Esta página no es una simple invitación a la caridad: es una página de cristología, que ilumina el misterio de Cristo. Sobre esta página, la Iglesia comprueba su fidelidad como esposa de Cristo, no menos que sobre el ámbito de la ortodoxia." (NMI 49).
La consecuencia es muy clara, si el misionero pretende presentar a Cristo sólo con la Palabra, no sirve. En un contexto de necesario testimonio, en la "misión ad gentes" hay que acentuar el "poder de los hechos", más que el de las palabras. IJn misionólogo ha escrito: "en el mundo del diálogo, que se presenta indudablemente como el camino de la "misión ad gentes", el "testimonio misionero" se coloca en el primer lugar de la actividad evangelizadora y se convierte en el criterio de credibilidad de la proclamación del Evangelio" (Barreda J.A. Euntes D., 2, 2002, p. 74). El amor de Dios por el mundo como de hecho se ha concretizado en el misterio del Hijo que "amó hasta el extremo", lleva al misionero de hoy en día a un proceso de identificación amorosa con el pueblo que quiere servir Como Cristo, el misionero no está llamado a dar una teoría sobre el dolor, el hambre, la enfermedad, sino que sana, da de comer, ayuda... Cristo vino a liberar del pecado, pero se introduce a esta acción profunda, haciendo simplemente el bien a cuantos lo necesitaban (cfr. Jn 2,1-11). Hoy el misionero es la encarnación del Buen Samaritano, siente compasión, se solidariza sinceramente con los pobres. En nuestro mundo, víctima de la lógica del ganar, del pro- vecho propio, la gratuidad suscita la maravilla, la sorpresa y hace surgir la pregunta ¿Quién es este? ¡Cuántos caminos a Cristo ha abierto y sigue abriendo aquella extraordinaria "misionera" de la caridad que ha sido Teresa de Calcuta!.

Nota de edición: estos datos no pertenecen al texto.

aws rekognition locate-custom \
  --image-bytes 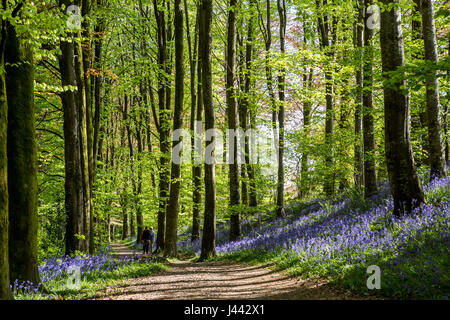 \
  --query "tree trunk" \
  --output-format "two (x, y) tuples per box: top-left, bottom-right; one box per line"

4. La propuesta de la conversión ¿irrespetuosa de la conciencia?
"La Iglesia está efectiva y concretamente al servicio del Reino. Lo está ante todo mediante el anuncio con el que llama a la conversión. Al anunciar el Reino, la Iglesia invita a acogerlo, cooperando al don de Dios, para que acogido crezca entre los hombres" (RMi 26).
Esta es la doctrina de la Iglesia, pero hoy en día el "misionero ad gentes" debe estar dispuesto, precisamente por la actual sensibilidad hacia todo lo que podría sonar a imposición y a falta de respeto de las convicciones ajenas, a enfrentar duras críticas. Según no pocos teóricos de la cultura, pareciera que la propuesta de conversión debería quedar excluida por el respeto debido a la conciencia y a la libertad de los demás.

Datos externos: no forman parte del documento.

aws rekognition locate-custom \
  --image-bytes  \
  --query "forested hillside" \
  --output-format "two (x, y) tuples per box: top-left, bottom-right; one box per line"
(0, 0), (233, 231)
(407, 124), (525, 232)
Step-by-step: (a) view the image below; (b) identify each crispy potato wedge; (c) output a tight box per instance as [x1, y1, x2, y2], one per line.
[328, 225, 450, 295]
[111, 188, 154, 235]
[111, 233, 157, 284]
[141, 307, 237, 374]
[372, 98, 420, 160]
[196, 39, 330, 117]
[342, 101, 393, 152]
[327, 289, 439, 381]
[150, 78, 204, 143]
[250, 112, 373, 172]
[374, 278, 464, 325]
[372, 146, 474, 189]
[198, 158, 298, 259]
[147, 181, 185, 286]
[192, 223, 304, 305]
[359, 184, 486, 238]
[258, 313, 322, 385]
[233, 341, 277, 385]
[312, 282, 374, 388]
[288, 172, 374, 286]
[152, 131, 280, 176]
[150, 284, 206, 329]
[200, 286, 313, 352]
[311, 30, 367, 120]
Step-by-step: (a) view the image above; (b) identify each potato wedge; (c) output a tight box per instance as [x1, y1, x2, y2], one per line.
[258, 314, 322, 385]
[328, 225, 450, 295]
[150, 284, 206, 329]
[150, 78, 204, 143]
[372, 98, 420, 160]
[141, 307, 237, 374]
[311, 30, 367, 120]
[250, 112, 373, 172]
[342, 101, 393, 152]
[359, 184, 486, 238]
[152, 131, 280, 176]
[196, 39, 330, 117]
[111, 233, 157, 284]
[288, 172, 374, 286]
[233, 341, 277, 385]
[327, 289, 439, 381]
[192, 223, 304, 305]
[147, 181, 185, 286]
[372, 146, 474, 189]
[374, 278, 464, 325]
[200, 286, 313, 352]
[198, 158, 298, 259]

Si la Iglesia, en fidelidad al mandato de Cristo, envía a los Heraldos del Evangelio hasta los últimos confines del mundo, lo hace no sólo por obediencia a Cristo, sino también en la plena aceptación y defensa del derecho a la libertad religiosa.
Recordemos que "derecho a la libertad religiosa, no significa en absoluto indiferencia religiosa en el sentido de que todas las religiones sean iguales, válidas o falsas, no significa relativismo doctrinal que niega la existencia de una verdad objetiva; no significa escepticismo frente a la posibilidad de conocer lo verdadero y lo bueno en el orden religioso o moral; no significa autonomía de la conciencia que quedaría exonerada de toda obligación a la verdad y de adhesión al bien; no significa individualismo religioso por lo cual estaría permitido decir y hacer todo lo que agrada. Significa sólo guardar celosamente la propia fe y reconocer que también todos los demás tienen este mismo derecho" (Rossano, p. 200).
En esle contexto encaja lógicamente el estilo de la actividad misionera "ad gentes" que no debe hacer pensar minimamente en posturas proselitistas de "conquistas de adeptos". El misionero debe dejarse guiar por un doble respeto: respeto por el hombre en su búsqueda de respuestas a las preguntas más profundas de la vida y respeto por la acción del Espíritu en el hombre" (RMi 24).
Reconocemos que no siempre los misioneros han actuado de este modo: es fácil encontrar en las historias de las misiones, numerosos ejemplos de proselitismos irrespetuosos y de verdadero atropello al derecho ajeno por la imposición del propio "Credo".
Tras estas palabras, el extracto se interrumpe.